I understand that there are 3 types of CFS patients....1. those who get it at an early age and recover completely on their own..........2, those who get it, then improve, relapse, improve, relapse..... but each relapse/recovery is worse than the last one.......3. those who get it and never improve. I fall in group 2...this is my third recovery...but last relapse was so bad, I am afraid I may not make it during next relapse. Anyway, can autoimmune disease explain this ?

I think there are more than 3 types, as does @Jonathan Edwards - see this thread.

I am not worse than I was at the start (20 years ago) except perhaps in terms of mental and physical energy. But then I am 20 years older! Sometimes mental and physical energy are good for a while - typically a few hours. I have had improvements, two which were near-remissions, but was not worse after these. Many symptoms have improved, some have worsened again, and many fluctuate, as they do with most of us. I was in my 40s when I became ill.

I think it's crucial not to risk over-exertion during remission, as that too-often leads to major relapse.
 

Jonathan Edwards

"Gibberish"
Messages
5,256
I'm rather surprised that you don't think that the gut is important in regulating the immune system, Prof Edwards, but at least you can't be accused of bandwagon-jumping, as there is a very big bandwagon at present about the gut microbiome and immunity! :D

I am one of those who has been very excited about these developments, and was very interested in this Phoenix Rising article.

This quote sums it up well for me:


Any comments on that quote?

It is certainly in keeping with my own experience of many symptoms improving after I brought about an improvement in gut function. These have included weight normalisation, disappearance of dermatitis and sinus congestion and the mood and sleep improvements mentioned earlier but, like so many improvements, these have worsened again when my gut function deteriorates, for reasons which are not usually/always clear but probably include overexertion and dietary errors.

When I see a bandwagon coming I let it pass. They go nowhere in general.
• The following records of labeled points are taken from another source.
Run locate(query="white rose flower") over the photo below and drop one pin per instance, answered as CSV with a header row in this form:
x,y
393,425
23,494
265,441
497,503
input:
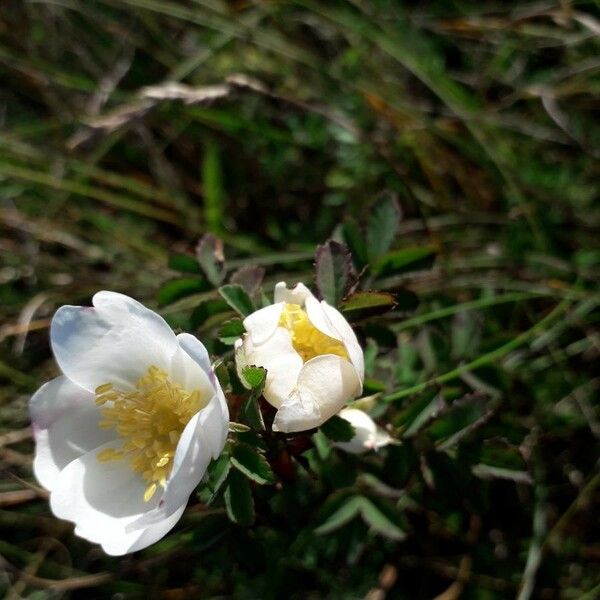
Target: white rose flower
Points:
x,y
313,360
126,433
367,435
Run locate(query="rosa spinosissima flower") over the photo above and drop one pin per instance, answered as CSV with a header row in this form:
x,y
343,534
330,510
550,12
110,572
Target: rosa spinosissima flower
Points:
x,y
313,360
367,435
127,431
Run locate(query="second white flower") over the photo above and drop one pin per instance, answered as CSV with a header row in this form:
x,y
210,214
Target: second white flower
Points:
x,y
313,360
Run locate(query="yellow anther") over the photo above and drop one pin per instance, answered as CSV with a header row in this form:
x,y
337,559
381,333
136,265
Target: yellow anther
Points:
x,y
149,420
307,340
150,490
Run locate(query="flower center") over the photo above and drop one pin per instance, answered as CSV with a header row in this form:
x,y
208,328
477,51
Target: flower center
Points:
x,y
150,420
307,340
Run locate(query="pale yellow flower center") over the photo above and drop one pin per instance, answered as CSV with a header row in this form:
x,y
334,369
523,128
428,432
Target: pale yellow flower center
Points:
x,y
150,420
307,340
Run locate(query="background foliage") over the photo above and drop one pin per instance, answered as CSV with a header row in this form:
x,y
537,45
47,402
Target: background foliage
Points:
x,y
132,127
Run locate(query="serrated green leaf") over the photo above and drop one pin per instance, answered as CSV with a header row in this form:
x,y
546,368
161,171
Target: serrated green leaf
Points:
x,y
238,499
255,376
237,297
207,309
184,263
252,464
348,511
382,226
338,429
230,331
404,260
250,412
211,258
368,303
333,270
379,522
180,288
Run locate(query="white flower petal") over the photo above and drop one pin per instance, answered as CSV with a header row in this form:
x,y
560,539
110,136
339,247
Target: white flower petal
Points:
x,y
114,341
101,498
65,424
324,385
331,322
297,295
262,323
365,431
278,356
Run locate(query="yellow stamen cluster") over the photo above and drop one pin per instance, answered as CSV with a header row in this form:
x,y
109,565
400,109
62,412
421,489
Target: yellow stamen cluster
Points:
x,y
150,420
307,340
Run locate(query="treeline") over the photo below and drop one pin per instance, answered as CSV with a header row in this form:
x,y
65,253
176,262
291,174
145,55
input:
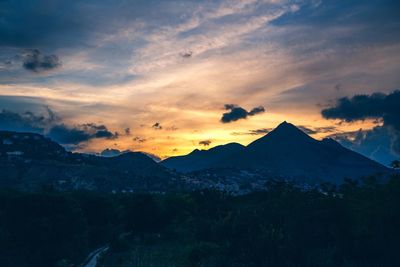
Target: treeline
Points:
x,y
351,225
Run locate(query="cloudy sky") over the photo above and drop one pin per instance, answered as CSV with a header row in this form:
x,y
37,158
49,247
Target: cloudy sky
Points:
x,y
167,77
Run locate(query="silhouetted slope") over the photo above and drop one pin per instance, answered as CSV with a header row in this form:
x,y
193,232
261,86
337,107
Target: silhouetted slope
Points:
x,y
202,159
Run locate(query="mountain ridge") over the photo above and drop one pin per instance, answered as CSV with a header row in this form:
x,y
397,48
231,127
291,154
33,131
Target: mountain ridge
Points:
x,y
288,152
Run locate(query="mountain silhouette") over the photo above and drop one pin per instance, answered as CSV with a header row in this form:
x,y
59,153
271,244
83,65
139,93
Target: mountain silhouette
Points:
x,y
29,161
286,152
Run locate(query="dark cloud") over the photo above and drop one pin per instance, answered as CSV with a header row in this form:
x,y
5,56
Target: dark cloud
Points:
x,y
378,106
139,139
261,131
157,126
52,126
308,130
205,142
34,60
187,54
256,110
236,113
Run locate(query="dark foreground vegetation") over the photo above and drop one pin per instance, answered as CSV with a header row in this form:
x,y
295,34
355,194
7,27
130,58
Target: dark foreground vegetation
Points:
x,y
353,225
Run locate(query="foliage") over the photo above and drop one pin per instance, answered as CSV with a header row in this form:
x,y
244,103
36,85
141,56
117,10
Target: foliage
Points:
x,y
353,225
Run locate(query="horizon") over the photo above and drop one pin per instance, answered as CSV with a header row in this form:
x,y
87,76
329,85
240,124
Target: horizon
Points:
x,y
166,78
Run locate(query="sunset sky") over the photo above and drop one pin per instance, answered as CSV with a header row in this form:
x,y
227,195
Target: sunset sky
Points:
x,y
157,76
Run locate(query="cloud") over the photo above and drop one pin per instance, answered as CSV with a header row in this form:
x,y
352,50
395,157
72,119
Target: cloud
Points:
x,y
205,142
35,61
52,126
25,122
236,113
316,130
187,54
139,139
306,129
377,106
157,126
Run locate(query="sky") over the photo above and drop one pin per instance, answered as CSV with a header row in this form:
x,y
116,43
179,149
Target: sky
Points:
x,y
167,77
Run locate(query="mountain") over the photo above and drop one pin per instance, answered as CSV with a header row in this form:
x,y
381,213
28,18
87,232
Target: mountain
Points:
x,y
286,152
202,159
30,161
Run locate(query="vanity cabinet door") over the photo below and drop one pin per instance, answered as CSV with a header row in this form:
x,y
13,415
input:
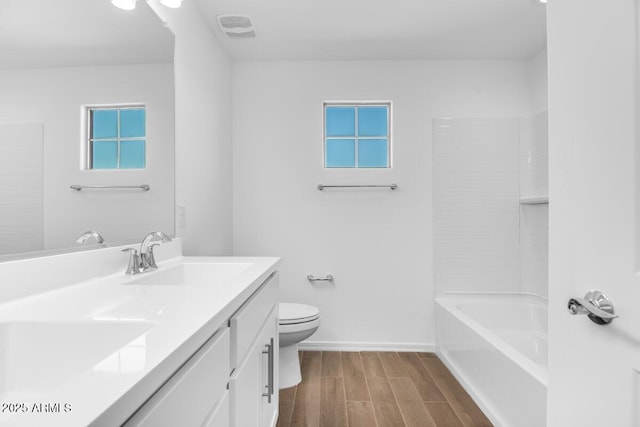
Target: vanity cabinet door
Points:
x,y
220,415
245,389
192,393
269,375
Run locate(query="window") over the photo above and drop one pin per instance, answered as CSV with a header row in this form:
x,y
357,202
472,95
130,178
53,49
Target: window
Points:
x,y
356,135
116,137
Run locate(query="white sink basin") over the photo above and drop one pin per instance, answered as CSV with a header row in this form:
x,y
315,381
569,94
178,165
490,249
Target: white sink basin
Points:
x,y
193,273
38,356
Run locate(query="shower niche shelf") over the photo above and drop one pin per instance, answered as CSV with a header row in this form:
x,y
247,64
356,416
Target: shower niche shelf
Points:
x,y
538,200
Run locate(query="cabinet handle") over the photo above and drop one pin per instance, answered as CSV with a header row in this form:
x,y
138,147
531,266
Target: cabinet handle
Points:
x,y
270,364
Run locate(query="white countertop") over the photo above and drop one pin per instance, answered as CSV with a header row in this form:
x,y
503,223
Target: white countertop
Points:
x,y
93,352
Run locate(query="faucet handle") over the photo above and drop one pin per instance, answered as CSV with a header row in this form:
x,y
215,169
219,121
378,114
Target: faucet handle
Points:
x,y
134,261
148,258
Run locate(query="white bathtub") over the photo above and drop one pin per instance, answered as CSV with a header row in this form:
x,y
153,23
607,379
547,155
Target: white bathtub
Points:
x,y
496,346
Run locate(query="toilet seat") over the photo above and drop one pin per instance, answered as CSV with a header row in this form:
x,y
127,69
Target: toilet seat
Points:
x,y
292,314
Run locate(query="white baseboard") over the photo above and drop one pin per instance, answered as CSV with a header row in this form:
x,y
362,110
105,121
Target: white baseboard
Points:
x,y
365,346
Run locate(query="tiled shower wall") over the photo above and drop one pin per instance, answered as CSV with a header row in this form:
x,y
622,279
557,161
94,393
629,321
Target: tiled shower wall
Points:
x,y
484,240
476,211
21,157
534,219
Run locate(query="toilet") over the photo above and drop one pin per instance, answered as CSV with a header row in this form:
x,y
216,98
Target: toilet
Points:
x,y
297,322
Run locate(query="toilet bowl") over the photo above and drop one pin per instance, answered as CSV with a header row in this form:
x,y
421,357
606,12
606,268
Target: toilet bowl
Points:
x,y
297,322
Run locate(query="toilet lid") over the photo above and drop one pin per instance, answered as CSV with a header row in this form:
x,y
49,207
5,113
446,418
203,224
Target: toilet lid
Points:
x,y
290,313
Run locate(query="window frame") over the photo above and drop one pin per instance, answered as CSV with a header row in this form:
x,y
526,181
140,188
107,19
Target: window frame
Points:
x,y
357,104
88,141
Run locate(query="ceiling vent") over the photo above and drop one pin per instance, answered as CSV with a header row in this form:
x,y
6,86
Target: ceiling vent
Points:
x,y
237,27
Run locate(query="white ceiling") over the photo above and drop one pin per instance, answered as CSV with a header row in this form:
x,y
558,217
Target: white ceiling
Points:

I think the idea that gut flora regulae our immune response is hype to be honest. It comes mostly from experiments with mice put in environments with no bacteria.
 

Marky90

Science breeds knowledge, opinion breeds ignorance
Messages
1,253
There aren't any failing T cells as far as I am aware. I do not think we have any evidence for failing T cells in either ME or most autoimmune diseases. The B cells fool perfectly normal T cells by passing them fragments of foreign antigen that has been attached to self antigen and taken in by the B cell.

And that combination of antigen the "bad" b cells carry is obviously not due to a conscious decision, but however, a consequence of those b-cells` individual genetics?